Note I used the word adequate, for even then, the protection offered is not absolute. While the risk of infection is significantly reduced, it is not eradicated. It is still possible to contract COVID-19, but if contracted once fully vaccinated, the disease will be likely mild and hospitalisation unlikely.

Fear is a strange beast, too. It can paralyse clear thought, and warp decision-making. In this way, the fear of vaccine side-effects has oddly persuaded some that being vaccinated is somehow too great a risk. But the risk of a severe side-effect from the vaccine, i.e., more than just an ache in the arm or a brief and limited shiver and shake is infinitesimal!

Think of your US-football Super Bowl with a crowd of perhaps 100,000. If the whole 100,000-strong crowd were to be vaccinated on the same day, one—yes, one—might have a severe reaction.
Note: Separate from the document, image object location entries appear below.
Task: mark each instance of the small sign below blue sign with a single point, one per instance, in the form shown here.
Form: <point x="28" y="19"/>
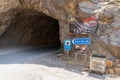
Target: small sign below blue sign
<point x="67" y="45"/>
<point x="81" y="41"/>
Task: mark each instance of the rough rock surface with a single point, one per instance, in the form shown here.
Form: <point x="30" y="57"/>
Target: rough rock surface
<point x="107" y="40"/>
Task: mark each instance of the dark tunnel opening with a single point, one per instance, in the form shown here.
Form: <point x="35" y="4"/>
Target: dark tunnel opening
<point x="31" y="28"/>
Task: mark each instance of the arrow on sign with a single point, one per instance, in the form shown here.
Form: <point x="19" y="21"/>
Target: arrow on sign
<point x="81" y="41"/>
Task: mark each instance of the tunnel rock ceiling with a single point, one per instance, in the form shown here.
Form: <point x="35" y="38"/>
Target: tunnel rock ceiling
<point x="107" y="39"/>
The risk of death from a severe side effect is even less—with maybe two or three dying from that reaction in every 1 million people vaccinated.

If the same 100,000 strong crowd—unvaccinated—were to be exposed to COVID-19 on that very same day, some 190 in that crowd would die (CDC data: 37 million cases, 2.6 million hospitalisations, and 1,895 per million deaths).

While nothing in our human existence can be regarded as risk-free—nothing—in my maths suggests a better chance against COVID-19 and a lesser risk of death than vaccination.

So, for the immune-compromised, i.e., those with a stuffed, or sleepy, immune system—like people with CKD4-5, those on dialysis, or those immunosuppressed after transplantation—vaccination makes sense:

  • None of the vaccines contain “live” virus.

  • None of the vaccines contain “dead” virus.

  • They do not contain any micro-chips, tricky bits, or strange codes.

They are just designed to tickle up some proteins in your own cells that will save your life and minimise the risk that you might infect, cause illness to, or cause the death of those you love.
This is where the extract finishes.